The Guardian has reported that the new president of the Supreme Court will be confirmed by Downing Street from a shortlist of three later in July. The three judges on the shortlist are Lady Hale, Lord Mance and Lord Neuberger, currently Master of the Rolls.  Lady Hale is the only woman among 12 justices on the Supreme Court. The UKSC blog has previously interviewed her here. From an academic background, Hale lectured in law at Manchester University for more than 20 years and also practised in the north as a barrister specialising in family and welfare law. Lord Mance is an expert on banking and human rights.

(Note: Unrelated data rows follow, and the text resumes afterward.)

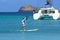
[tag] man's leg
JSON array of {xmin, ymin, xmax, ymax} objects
[
  {"xmin": 23, "ymin": 23, "xmax": 26, "ymax": 31},
  {"xmin": 23, "ymin": 26, "xmax": 26, "ymax": 31},
  {"xmin": 22, "ymin": 20, "xmax": 26, "ymax": 31}
]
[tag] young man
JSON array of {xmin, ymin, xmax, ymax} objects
[{"xmin": 21, "ymin": 16, "xmax": 28, "ymax": 31}]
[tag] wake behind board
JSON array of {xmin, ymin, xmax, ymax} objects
[{"xmin": 16, "ymin": 29, "xmax": 38, "ymax": 32}]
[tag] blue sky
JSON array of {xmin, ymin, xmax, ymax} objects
[{"xmin": 0, "ymin": 0, "xmax": 60, "ymax": 12}]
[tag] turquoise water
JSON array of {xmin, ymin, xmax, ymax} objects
[{"xmin": 0, "ymin": 12, "xmax": 60, "ymax": 40}]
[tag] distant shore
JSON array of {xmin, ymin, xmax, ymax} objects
[{"xmin": 18, "ymin": 5, "xmax": 40, "ymax": 12}]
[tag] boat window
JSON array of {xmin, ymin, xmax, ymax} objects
[
  {"xmin": 49, "ymin": 11, "xmax": 55, "ymax": 13},
  {"xmin": 41, "ymin": 10, "xmax": 47, "ymax": 14}
]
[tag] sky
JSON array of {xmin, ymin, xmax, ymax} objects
[{"xmin": 0, "ymin": 0, "xmax": 60, "ymax": 12}]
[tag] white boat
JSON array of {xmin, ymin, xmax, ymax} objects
[{"xmin": 33, "ymin": 7, "xmax": 60, "ymax": 20}]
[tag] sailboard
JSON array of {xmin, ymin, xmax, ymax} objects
[{"xmin": 16, "ymin": 29, "xmax": 38, "ymax": 32}]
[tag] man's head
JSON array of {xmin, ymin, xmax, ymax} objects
[{"xmin": 26, "ymin": 16, "xmax": 28, "ymax": 20}]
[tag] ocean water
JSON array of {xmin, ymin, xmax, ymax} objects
[{"xmin": 0, "ymin": 12, "xmax": 60, "ymax": 40}]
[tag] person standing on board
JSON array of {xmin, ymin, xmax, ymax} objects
[{"xmin": 21, "ymin": 16, "xmax": 28, "ymax": 31}]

According to the Supreme Court website he:

“Read law at University College, Oxford, spent time with a Hamburg law firm and then practised at the commercial bar and sat as a Recorder until 1993. He chaired various Banking Appeals Tribunals and was a founder director of the Bar Mutual Indemnity Insurance Fund.

He represents the United Kingdom on the Council of Europe’s Consultative Council of European Judges, being elected its first chair from 2000 to 2003. He currently chairs the International Law Association and the Lord Chancellor’s Advisory Committee on Private International Law. He is a member of the Judicial Integrity Group and of the seven person panel set up under the Treaty on the Functioning of the European Union (article 255) to give an opinion on candidates’ suitability to perform the duties of Judge and Advocate-General of the European Court of Justice and General Court.

He served from 2007 to 2009 on the House of Lords European Union Select Committee, chairing sub-committee E which scrutinises proposals concerning European law and institutions. In 2006 he chaired a working group under the auspices of the All Party Parliamentary Group on the Great Lakes Region, recommending changes in the procedures for enforcement of the OECD Guidelines for Multinational Enterprises, and in 2008 he led an international delegation for the same Group and the Swedish Foundation for Human Rights, reporting on the problems of impunity in relation to violence against women in the Congo.”

Lord Neuberger previously sat as a Lord of Appeal in Ordinary before becoming Master of the Rolls. He criticised its establishment of the Supreme Court and has since complained that removing the highest court in the land from the House of Lords reduced the legitimate “avenues by which the judiciary could enter into public debate”.

The presidential vacancy is due to the imminent retirement of Lord Phillips, the current president. 74. He is standing down at the end of September and will take on senior judicial roles in Qatar and Hong Kong.